PitchBook reports that in the first quarter of 2024, the median pre-seed and seed deal valuations reached nearly $1 million and $3.1 million, respectively; but with the rise in stakes for investors also comes the increased pressure for founders to provide more information and higher metrics.

As small business owners and founders fight a continuously harsher economic climate, accelerators and other startup-focused programs continue to play an important role in getting founders in front of investors and on the pathway to success.

“Just the chance to finally present to the insurance companies is one of the greatest joys and one of the goals that I had written out,” Marsh said. “I wanted that chance because that conversation was invaluable to the trajectory of how we go, if we need to pivot, etc.”

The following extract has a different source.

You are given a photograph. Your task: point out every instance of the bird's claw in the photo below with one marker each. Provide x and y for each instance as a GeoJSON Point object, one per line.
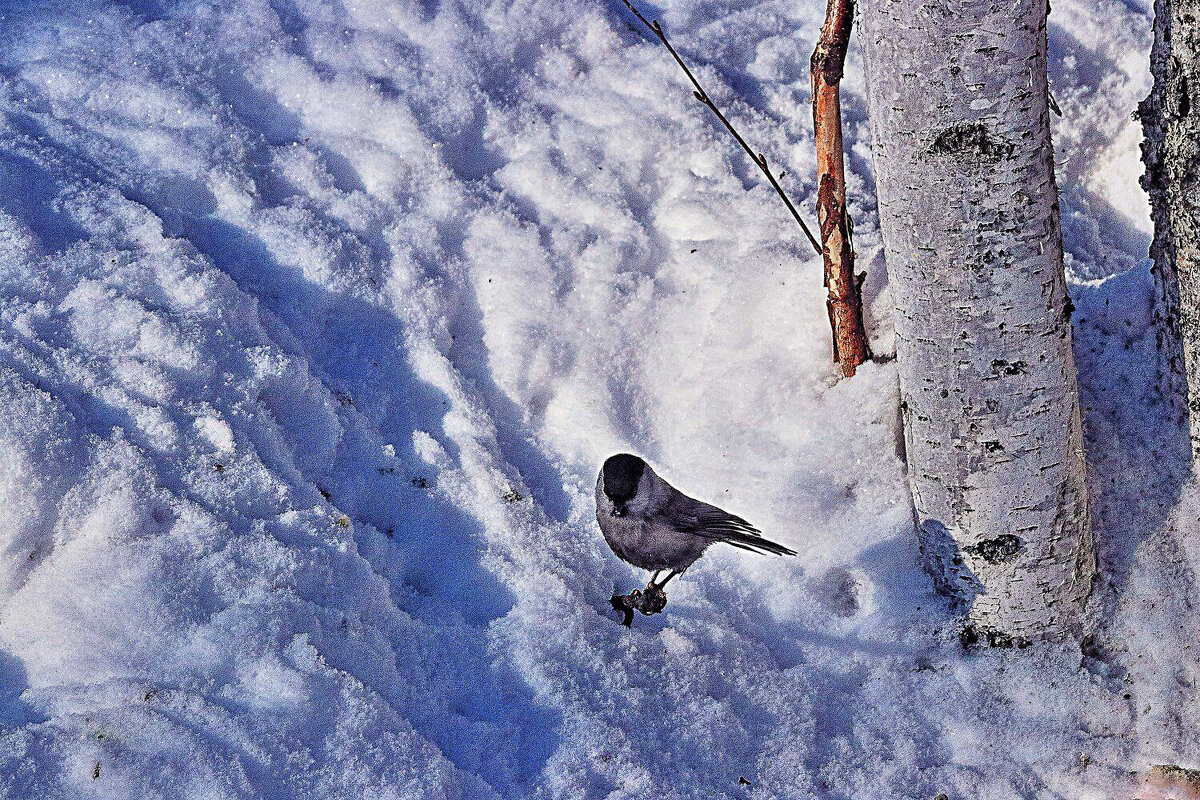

For the accelerators themselves, a continued goal of providing the best curriculum and guidance to business founders seems to be the only immediate call to action from local community members.

“I’ve actually had conversations with people in town who say ‘we don’t need more,’” Murphy said. “I disagree with that; I think everybody needs to try whenever they can to do more because that makes it more likely that the folks who get it right, whether it be a program or an entrepreneurial venture or whatnot, they’re going to have the freedom to try and succeed when somebody tries and fails ... that’s how things evolve.”



What accelerators are:

As described by PitchBook, a platform that provides global data and research on public and private equity trends, accelerators are “active at the earliest phase of venture to bring in capital, expertise, and industry contacts to facilitate growth of nascent companies in exchange for equity at a low valuation.”

In other words, accelerator programs invest in the growth of small businesses through mentorship, curriculum and exposure to industry connections in exchange for a portion of equity from each business.

Accelerator programs can last anywhere from four to 12 weeks long, providing an educational experience for founders to ideate the future of their company, conceptualize and build their first minimum viable product (MVP), pivot their product or business strategy if necessary and better understand concepts like go-to-market strategies.